Photo by Kyle West
Students entering university are faced with many new things: new classes, new friends and sometimes even new living arrangements. But students living in on-campus residences should not have to worry about their safety.
To help students transition into living away from home, and to enforce the rules of residence life, McMaster University community advisors live with first-year students in their residences. Their purpose is to “develop and maintain an environment that is conducive to learning and personal growth.”
To be a CA, one must fulfill many qualifications including maintaining a minimum sessional average of 6.0, being a full-time McMaster University student, demonstrating responsibility and leadership abilities and have a working knowledge or building community within students.
But for all the listed requirements, CAs are not required to complete any sort of police background check, including a very important vulnerable sector check.
VS checks are a collection of offence information that is restricted to applicants seeking employment or volunteering in a position of authority or trust over vulnerable persons in Canada. They can be obtained easily from the police service in your residing jurisdiction.

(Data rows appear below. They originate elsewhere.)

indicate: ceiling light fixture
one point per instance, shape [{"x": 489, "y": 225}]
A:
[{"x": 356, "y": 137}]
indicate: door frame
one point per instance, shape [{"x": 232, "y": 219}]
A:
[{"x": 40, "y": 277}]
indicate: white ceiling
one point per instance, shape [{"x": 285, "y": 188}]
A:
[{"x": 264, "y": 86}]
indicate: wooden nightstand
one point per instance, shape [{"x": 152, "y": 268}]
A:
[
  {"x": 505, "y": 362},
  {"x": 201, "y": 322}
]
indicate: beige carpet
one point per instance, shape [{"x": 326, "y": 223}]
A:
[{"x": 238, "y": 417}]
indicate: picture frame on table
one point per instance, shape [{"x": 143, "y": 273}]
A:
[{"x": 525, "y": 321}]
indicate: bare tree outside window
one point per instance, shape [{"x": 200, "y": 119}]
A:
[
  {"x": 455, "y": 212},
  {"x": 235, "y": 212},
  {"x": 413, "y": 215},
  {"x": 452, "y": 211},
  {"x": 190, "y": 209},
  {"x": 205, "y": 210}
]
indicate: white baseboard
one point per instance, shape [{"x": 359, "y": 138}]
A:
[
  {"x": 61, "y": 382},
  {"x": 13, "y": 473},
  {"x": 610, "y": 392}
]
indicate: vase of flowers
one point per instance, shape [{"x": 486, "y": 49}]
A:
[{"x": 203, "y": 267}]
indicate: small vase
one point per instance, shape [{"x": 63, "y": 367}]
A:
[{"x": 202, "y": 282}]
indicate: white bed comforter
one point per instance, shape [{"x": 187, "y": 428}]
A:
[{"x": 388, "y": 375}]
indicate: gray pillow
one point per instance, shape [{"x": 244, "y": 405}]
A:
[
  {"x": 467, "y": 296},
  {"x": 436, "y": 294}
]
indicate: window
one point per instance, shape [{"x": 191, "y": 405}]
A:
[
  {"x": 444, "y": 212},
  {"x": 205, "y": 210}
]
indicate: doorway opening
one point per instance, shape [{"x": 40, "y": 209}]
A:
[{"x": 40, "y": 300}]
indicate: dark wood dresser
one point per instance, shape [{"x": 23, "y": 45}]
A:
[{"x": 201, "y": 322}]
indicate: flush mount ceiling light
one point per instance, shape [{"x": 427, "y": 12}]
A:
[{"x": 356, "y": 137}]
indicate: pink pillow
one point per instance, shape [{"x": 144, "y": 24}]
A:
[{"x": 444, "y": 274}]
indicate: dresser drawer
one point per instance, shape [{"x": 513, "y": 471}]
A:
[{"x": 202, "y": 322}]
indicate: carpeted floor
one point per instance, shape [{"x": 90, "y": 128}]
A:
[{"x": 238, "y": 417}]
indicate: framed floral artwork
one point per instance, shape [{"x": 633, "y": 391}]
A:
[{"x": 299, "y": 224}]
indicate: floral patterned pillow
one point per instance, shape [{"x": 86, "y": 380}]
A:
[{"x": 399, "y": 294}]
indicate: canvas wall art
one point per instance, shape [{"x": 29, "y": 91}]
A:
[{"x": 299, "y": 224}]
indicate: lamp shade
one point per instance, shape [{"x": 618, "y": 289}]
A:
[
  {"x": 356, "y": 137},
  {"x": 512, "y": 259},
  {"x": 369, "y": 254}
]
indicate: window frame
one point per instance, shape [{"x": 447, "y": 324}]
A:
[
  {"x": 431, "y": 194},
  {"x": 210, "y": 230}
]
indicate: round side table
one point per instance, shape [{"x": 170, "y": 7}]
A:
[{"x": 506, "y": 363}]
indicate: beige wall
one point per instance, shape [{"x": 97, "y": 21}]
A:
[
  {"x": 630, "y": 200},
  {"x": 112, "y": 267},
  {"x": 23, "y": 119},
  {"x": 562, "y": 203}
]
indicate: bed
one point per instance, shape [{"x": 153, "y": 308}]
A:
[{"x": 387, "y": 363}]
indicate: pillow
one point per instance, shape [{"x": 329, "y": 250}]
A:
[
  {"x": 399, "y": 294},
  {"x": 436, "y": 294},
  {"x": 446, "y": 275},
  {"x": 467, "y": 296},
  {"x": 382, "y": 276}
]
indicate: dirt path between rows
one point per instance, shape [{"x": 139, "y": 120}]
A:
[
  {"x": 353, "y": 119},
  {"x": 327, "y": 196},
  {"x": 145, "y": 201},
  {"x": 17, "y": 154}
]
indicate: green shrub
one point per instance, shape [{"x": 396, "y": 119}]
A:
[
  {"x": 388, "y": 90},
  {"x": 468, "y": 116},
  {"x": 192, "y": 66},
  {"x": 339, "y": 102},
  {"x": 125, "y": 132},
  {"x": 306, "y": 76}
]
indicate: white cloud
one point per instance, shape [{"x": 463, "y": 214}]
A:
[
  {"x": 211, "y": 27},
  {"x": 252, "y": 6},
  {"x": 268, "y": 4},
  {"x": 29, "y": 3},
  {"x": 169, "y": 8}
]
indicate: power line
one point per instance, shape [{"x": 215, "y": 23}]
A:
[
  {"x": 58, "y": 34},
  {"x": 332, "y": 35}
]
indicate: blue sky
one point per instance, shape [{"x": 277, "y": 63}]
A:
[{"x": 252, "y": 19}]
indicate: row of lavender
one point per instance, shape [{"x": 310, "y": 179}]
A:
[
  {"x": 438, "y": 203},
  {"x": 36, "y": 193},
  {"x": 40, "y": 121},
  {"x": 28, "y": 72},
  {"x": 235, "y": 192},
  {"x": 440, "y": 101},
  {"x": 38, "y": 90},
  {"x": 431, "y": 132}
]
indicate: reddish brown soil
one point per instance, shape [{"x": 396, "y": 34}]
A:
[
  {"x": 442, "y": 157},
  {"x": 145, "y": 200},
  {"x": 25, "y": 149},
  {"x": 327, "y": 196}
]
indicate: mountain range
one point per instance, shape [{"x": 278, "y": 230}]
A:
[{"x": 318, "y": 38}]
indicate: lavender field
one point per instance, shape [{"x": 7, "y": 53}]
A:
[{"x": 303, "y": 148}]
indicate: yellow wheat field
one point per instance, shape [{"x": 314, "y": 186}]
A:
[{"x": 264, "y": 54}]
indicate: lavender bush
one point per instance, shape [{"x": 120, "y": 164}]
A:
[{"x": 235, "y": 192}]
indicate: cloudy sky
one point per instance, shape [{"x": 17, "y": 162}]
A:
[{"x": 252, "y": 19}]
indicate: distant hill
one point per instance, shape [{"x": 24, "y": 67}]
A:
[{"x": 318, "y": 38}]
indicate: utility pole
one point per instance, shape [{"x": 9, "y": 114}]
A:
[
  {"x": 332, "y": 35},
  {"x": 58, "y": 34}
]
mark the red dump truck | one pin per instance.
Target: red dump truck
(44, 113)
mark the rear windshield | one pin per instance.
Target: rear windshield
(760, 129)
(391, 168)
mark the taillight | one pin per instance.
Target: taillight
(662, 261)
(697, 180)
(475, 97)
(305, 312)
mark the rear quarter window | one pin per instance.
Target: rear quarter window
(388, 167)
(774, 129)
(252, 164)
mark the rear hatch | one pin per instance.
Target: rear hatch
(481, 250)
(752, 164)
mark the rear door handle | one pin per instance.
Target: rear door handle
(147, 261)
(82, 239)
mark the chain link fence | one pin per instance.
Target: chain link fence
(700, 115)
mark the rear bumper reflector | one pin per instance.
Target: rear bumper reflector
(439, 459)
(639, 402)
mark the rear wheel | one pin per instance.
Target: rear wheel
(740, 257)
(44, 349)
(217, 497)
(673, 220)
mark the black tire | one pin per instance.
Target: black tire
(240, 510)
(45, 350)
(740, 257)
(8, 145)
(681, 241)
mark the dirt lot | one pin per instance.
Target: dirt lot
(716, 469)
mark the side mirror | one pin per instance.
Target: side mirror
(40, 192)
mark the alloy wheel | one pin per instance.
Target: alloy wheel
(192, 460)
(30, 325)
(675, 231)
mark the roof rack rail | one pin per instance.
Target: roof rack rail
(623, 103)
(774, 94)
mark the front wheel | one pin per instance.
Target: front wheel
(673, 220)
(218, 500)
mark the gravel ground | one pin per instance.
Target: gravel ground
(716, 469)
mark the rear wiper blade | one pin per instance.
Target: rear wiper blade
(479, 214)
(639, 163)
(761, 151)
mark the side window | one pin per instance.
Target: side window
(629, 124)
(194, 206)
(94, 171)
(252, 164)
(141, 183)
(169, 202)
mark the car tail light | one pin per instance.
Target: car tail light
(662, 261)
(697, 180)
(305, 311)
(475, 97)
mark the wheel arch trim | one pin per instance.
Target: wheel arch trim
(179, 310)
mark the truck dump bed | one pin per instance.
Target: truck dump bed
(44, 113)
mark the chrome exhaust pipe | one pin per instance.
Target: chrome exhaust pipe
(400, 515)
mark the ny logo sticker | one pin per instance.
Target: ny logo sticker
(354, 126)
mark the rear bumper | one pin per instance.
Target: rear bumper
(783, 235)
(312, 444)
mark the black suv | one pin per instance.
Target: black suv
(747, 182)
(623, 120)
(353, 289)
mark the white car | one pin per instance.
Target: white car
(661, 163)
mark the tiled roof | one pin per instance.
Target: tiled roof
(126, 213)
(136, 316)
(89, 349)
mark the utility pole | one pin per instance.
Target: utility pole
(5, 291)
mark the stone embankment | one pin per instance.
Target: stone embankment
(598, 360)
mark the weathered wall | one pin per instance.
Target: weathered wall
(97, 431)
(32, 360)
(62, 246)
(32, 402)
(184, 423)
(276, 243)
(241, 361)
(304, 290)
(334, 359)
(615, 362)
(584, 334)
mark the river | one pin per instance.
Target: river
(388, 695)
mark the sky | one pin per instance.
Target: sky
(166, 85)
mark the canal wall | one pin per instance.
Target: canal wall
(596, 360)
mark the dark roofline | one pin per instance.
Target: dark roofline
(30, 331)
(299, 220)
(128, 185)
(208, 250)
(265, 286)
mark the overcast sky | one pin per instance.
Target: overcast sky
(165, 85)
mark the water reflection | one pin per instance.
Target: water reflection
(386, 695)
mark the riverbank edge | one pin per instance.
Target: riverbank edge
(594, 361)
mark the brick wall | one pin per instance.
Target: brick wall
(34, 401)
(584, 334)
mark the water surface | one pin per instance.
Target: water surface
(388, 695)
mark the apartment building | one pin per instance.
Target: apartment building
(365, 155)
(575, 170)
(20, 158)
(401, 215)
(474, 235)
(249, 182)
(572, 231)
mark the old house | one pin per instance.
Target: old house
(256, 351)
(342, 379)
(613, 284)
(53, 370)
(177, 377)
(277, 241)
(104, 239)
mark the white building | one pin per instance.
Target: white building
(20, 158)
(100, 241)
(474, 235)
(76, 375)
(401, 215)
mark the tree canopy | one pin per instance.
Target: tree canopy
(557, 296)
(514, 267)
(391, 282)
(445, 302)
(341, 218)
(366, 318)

The lack of VS checks for CAs is problematic for many reasons. For one, many incoming students are under 18-years-old. In these cases, it is evident that these students are considered vulnerable persons and subsequently require additional protection from those in positions of authority and trust like CAs.
But even for incoming students who are legally adults, their role as a first-year student inherently places them in a lower position of power relative to their CAs. This power dynamic can be harmful if the CAs have a history of offensive behaviour.
CAs have a lot of influence over the first-year students under their supervision. CAs are oftentimes students’ first interaction with upper-year students and are meant to be the go-to person for questions about campus and residence life. To not conduct a proper background check on them is negligent of the university in ensuring that students are protected.
The lack of VS checks is not an exclusive issue of CAs. In addition to CAs, residence-affiliated positions such as the residence orientation representative are not required to complete VS checks.
In fact, part-time managers, the board of directors and other McMaster Students Union positions do not require the completion of a VS check.
Considering that almost all of these roles involve interaction with and power over a vulnerable population of students, it makes no sense why these roles do not require VS checks. If anything, the lack of VS checks puts students in avoidable danger.
In addition to VS checks, McMaster University should do a more thorough job of ensuring that individuals hired for their positions are positive reflections of the university. This includes ensuring that these individuals have not been reported to university administration or asked to withdraw from their positions previously.
The lack of sufficient and necessary screening of individuals in positions of power within the university is alarming. For McMaster University to truly commit to ensuring student safety, they must create better hiring policies that begin with implementation of VS checks.